Wheatley scholars win Siemens honors

Richard Tedesco

Wheatley School junior Arjun Kapoor junior has earned a place as a regional finalist in the national Siemens Competition in Science, Math and Technology, and Wheatley senior Aakesh Jhaveri has been named a semifinalist.

Siemens revealed the regional finalists and semifinalists in the annual competition on Oct. 18.

Kapoor said his project focused on solving problems in super computers, which he said typically contain hundreds of thousands or millions of processors.

“Super computers are very inefficient. They don’t address the latency,” Kapoor said, referring to delays in processing.

Kapoor collaborated on the project over the summer with Herricks High School sophomore Sahil Abbi and Connor Abbott, a student at the Hopkins School in New Haven, Conn. They worked on solving the problem at Stony Brook University under the direction of their mentor, Dr. Yuefan Deng.

Kapoor said processors in super computers need to communicate with each other and can fall into a “gridlock pattern.” So he and his fellow researchers worked at identifying an algorithm that would create an optimal arrangement of the processors. He said the team worked particularly hard over the summer and into the fall to come up with an algorithm that would increase super computing efficiency.

“We just stayed up nights,” Kapoor said. “We created an algorithm.”

He said Deng was doubtful about the students’ ability to tackle such a large problem, but he said their mentor was pleased with the outcome. Kapoor was also pleased to be named a regional semifinalist with his fellow researchers.

“I feel good. It was very exciting when we found out,” Kapoor said.

“I was honestly ecstatic,” Kapoor’s Herricks partner Abbi said. “I didn’t realize how much promise the research showed until Siemens recognized it.” 

Now they must compete against four other teams Nov. 15 and 16 in a regional competition at Carnegie Mellon Institute, preparing a power point presentation to defend the research paper they submitted to be selected as finalists. Success on the regional level would lead to the national finals competition in December in Washington, D.C.

Kapoor said the team is also looking into publishing a paper on their research.

Apart from his interest in computing and math, Kapoor is also an accomplished musician who plays oboe in the Wheatley Band and the Metropolitan Youth Orchestra. He also enjoys fencing.

Kapoor said he’s also the head of a local charity called Project Kidaoni that benefits a school in Tanzania. He and fellow Wheatley students conduct in-school fundraisers and also place collection boxes around the local community.

“We support the school infrastructurally as well as academically,” he said. 

Aakesh Jhaveri was recognized for his work on chronic kidney disease research over the past two years at the Feinstein Institute for Medical Research. He said the research focused on the impact of increased levels of gene variance causing chronic kidney disease in African Americans.

“They make up the majority of people with chronic kidney disease,” Kapoor said.

Jhaveri said he started working on the project with his mentors, Dr.
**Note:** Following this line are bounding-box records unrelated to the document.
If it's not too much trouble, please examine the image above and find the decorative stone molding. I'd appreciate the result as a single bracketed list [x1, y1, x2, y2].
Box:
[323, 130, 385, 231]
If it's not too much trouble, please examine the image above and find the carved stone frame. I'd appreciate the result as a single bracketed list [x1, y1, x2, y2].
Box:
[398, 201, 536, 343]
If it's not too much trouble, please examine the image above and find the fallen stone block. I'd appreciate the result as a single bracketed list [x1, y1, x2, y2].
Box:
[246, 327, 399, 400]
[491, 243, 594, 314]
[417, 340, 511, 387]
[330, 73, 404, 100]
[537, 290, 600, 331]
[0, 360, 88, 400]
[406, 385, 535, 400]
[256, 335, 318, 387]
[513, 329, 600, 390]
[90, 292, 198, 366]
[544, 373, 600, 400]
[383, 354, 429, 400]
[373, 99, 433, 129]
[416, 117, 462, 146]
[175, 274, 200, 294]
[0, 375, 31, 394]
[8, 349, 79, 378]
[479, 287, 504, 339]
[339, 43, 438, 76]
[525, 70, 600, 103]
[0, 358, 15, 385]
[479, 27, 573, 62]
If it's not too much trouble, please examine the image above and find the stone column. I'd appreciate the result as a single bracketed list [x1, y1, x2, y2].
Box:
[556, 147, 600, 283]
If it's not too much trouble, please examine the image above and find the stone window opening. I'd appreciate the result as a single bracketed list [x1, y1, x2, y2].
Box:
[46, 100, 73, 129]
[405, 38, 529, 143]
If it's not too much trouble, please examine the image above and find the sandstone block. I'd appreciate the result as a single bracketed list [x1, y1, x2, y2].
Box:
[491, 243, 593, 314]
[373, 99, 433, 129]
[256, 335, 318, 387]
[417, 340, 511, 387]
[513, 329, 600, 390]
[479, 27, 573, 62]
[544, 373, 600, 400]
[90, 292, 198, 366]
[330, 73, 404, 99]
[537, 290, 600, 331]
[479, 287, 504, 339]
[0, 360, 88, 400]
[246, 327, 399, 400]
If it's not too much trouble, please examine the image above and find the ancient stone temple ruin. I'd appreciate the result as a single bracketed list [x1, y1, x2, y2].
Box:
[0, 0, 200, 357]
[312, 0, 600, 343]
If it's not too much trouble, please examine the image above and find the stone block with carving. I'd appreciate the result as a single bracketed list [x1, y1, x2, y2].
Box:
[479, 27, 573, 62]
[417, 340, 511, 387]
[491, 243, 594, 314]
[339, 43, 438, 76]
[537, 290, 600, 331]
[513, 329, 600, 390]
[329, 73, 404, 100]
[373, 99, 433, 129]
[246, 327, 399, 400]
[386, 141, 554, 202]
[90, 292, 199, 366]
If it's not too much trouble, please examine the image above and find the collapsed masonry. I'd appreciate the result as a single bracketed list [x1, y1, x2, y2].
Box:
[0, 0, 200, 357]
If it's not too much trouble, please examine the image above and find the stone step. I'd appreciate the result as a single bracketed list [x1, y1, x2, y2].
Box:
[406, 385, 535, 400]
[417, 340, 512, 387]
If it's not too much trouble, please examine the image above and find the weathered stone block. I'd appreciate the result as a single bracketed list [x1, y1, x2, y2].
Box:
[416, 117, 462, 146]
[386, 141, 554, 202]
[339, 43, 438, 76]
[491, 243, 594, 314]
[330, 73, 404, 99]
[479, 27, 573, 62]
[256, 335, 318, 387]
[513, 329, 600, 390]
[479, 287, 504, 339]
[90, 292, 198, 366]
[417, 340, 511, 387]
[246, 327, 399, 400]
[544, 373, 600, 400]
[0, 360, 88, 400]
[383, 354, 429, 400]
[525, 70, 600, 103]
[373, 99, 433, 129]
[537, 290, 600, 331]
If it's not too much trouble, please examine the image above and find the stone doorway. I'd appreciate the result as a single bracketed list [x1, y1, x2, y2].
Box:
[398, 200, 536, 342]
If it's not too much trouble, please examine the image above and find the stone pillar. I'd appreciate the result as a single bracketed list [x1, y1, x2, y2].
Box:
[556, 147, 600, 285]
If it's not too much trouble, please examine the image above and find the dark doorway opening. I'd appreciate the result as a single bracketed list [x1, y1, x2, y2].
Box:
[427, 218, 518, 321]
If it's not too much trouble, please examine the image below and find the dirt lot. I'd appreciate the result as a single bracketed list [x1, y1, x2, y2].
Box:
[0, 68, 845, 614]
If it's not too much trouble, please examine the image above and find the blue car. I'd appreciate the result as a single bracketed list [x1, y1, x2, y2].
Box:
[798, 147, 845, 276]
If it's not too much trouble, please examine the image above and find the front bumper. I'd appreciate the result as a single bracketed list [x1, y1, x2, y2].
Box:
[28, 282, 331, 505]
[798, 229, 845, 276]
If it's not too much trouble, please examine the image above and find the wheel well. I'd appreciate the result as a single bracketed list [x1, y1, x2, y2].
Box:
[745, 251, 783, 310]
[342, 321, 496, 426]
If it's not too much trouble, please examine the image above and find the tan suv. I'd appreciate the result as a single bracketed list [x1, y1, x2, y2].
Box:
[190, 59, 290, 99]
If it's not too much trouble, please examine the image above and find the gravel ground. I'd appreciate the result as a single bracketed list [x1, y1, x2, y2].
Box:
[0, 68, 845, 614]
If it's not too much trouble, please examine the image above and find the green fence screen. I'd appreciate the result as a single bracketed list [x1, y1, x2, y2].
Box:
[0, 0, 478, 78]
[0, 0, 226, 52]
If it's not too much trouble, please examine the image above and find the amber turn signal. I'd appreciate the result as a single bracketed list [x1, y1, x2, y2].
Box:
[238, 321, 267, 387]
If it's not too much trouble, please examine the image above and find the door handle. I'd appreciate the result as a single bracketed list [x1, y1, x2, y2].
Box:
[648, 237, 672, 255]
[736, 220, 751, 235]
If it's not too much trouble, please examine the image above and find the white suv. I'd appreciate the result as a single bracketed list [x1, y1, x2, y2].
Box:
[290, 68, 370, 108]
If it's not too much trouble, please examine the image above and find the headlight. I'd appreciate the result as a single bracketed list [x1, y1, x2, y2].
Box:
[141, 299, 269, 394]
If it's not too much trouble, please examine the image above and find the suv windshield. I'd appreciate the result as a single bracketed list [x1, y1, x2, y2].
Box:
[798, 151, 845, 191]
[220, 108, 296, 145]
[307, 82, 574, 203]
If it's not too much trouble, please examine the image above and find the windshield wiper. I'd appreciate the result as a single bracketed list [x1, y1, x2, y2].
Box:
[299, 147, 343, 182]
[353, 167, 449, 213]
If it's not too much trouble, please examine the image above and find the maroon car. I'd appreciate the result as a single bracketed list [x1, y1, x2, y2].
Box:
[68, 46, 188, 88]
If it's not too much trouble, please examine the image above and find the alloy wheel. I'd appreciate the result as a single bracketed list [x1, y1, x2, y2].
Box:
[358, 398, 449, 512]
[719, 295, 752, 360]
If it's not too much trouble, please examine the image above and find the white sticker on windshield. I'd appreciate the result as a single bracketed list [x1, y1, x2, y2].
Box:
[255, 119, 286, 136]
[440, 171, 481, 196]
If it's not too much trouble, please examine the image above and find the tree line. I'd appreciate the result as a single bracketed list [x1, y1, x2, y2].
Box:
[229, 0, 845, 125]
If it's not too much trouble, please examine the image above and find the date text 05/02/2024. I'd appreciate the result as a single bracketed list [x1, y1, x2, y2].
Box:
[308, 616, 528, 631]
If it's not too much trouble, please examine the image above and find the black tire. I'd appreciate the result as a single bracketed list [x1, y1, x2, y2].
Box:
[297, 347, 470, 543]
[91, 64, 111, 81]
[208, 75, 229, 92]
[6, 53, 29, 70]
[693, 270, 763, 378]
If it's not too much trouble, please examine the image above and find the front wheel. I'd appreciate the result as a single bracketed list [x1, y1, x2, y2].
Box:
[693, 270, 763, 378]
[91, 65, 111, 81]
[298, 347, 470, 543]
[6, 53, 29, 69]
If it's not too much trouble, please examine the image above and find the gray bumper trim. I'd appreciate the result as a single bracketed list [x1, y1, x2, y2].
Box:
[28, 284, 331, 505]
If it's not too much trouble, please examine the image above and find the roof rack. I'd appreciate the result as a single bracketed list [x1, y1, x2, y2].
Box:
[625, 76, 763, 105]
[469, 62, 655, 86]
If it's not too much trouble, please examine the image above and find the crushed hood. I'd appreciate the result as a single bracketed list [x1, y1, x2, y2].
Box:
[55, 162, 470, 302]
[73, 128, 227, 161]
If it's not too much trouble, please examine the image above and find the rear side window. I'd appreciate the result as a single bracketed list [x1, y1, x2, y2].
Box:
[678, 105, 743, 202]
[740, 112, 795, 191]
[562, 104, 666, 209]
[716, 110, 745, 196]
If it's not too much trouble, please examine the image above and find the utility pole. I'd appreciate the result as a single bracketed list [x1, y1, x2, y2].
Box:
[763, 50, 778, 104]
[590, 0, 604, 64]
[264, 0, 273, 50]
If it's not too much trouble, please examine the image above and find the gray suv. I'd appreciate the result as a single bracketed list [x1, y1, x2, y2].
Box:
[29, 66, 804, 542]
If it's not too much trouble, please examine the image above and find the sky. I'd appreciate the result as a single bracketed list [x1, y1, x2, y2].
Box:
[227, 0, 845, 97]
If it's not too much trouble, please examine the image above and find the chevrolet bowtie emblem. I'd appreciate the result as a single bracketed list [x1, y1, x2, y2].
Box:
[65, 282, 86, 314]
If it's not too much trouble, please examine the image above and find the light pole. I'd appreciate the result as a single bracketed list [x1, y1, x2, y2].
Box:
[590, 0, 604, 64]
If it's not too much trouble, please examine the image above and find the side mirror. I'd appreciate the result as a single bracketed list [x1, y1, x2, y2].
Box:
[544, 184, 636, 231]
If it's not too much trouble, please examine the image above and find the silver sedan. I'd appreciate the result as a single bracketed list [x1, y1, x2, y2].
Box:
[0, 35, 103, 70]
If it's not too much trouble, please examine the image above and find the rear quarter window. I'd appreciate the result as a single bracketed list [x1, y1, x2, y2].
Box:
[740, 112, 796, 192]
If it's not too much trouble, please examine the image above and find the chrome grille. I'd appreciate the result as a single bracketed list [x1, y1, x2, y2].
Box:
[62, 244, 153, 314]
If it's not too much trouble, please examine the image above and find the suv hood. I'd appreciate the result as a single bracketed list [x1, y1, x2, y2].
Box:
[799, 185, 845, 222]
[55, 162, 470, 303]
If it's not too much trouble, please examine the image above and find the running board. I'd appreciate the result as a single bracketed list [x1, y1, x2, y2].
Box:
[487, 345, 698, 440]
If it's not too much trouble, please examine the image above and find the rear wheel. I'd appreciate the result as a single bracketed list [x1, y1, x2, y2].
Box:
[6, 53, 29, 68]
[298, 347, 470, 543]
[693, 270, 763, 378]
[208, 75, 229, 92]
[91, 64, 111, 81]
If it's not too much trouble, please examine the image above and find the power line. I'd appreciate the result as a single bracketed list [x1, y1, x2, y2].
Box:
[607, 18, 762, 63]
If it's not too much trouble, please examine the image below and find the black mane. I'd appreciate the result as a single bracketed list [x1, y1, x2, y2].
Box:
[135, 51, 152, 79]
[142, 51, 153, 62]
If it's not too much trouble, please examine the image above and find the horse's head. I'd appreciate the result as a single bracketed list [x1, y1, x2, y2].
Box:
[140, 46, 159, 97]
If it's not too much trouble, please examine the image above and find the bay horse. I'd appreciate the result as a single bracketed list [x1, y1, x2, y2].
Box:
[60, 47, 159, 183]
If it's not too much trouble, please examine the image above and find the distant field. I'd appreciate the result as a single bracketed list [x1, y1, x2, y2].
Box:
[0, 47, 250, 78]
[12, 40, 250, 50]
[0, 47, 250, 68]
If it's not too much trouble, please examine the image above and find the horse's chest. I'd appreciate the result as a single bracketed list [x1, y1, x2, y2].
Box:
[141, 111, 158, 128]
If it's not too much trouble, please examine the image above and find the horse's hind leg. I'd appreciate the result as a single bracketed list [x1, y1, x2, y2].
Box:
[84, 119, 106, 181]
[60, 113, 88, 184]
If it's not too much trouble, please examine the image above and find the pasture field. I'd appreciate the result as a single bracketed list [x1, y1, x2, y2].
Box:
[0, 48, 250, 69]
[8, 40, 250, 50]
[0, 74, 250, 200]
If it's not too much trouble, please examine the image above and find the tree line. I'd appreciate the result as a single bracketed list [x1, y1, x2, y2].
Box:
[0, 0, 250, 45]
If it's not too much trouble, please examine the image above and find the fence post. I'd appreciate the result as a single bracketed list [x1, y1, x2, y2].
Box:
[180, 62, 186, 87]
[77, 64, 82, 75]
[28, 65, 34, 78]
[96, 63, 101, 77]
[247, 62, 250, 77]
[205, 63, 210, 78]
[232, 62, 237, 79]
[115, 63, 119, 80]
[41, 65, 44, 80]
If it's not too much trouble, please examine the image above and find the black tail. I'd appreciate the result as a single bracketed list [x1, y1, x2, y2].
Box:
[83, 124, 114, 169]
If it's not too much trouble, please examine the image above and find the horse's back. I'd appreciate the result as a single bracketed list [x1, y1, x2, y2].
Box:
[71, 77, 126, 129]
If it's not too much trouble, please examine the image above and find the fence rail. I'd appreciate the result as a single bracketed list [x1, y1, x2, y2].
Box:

Pravin Singhal and Dr. XiQian Lan. A 2010 research study had showed that gene variances could cause increased rates of kidney disease. Jhaveri’s research took the work one step further.

“It showed how the gene variance caused kidney disease,” he said. “That leads to new treatments, targeted therapies.”

He said the work was both rewarding and time-consuming. He said he and his mentors had to identify the pathway that enabled harmful proteins to enter kidney cells and kill them.

“It was definitely exciting,” Jhaveri said. “It was months and months of long lab hours of trial and error.”

He wrote the 18-page research paper required for the Siemens competition himself and has since sent a paper to the Journal of the American Society of Nephrology. It would be the second research paper he has had published.

He said his research has also been submitted for a grant from the National Institutes of Health.

Last year, Jhaveri was a finalist in Intel’s International Science and Engineering Fair based on research on the correlation between hypoglycemia and HIV. HIV medications can cause hypoglycemia and his research established that hypoglycemia in turn aggravates HIV. 

Jhaveri said he plans to earn medical and doctorate degrees in biomedical research and is applying to Brown University for early acceptance.

Among his other interests, he is on the varsity golf team. He also plays bass in the Wheatley Orchestra and said he finds a relationship between playing music and doing scientific research.

“When you look at a musical piece, you have to dissect it to figure out how to play it. The same is true of research,” Jhaveri said.

Wheatley science teacher Thomas Van Bell said both students are skilled as researchers and as presenters of their research.

“They’re amazing. They’re very dynamic people,” Van Bell said.